Für das mineralische KS-Abbruchmaterial werden bereits seit vielen Jahren verschiedene Pfade zur Wiederverwertung genutzt. Die rückgebauten Steine haben sich vor allem im Straßen-, Beton- und Deponiebau oder als Vegetationsbaustoffe bewährt. Doch dieser Schritt – auch bezeichnet als „Downcycling“ – ist nur der erste von vielen hin zum Recycling und im besten Falle zur Wiederverwendung.

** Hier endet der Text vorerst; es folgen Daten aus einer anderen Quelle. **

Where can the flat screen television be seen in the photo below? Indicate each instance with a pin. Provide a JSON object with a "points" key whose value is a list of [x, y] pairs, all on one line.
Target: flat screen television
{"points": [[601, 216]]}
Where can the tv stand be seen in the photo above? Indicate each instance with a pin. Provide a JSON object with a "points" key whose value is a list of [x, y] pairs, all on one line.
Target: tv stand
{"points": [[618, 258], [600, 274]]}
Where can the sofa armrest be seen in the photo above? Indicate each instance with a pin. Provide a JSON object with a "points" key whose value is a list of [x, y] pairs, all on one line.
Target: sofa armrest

Vom Downcycling zum Recycling

Vor über zwei Jahren produzierte das in Bayern ansässige Unternehmen Zapf-Daigfuss erstmals den KS-Kreislaufstein mit einen Recyclinganteil von 12 Prozent. Das Material stammte aus einem rückgebauten Gebäude auf dem Gelände der zukünftigen TU Nürnberg. Inzwischen besitzt der KS-Kreislaufstein einen Recyclinganteil von bis zu 20 Prozent, wobei er dem herkömmlichen Kalksandstein weiterhin in allen relevanten Eigenschaften gleicht: Er setzt sich aus rein natürlichen Bestandteilen zusammen und ist frei von Schadstoffen. Zusätzlich bietet er die Möglichkeit, sortenrein abgebrochenes Material immer wieder in den Kreislauf zurückzuführen. Auch Schnittmaterial aus dem Werk und Baurestmassen von den Baustellen können in die energiearme Produktion zurückgeführt werden.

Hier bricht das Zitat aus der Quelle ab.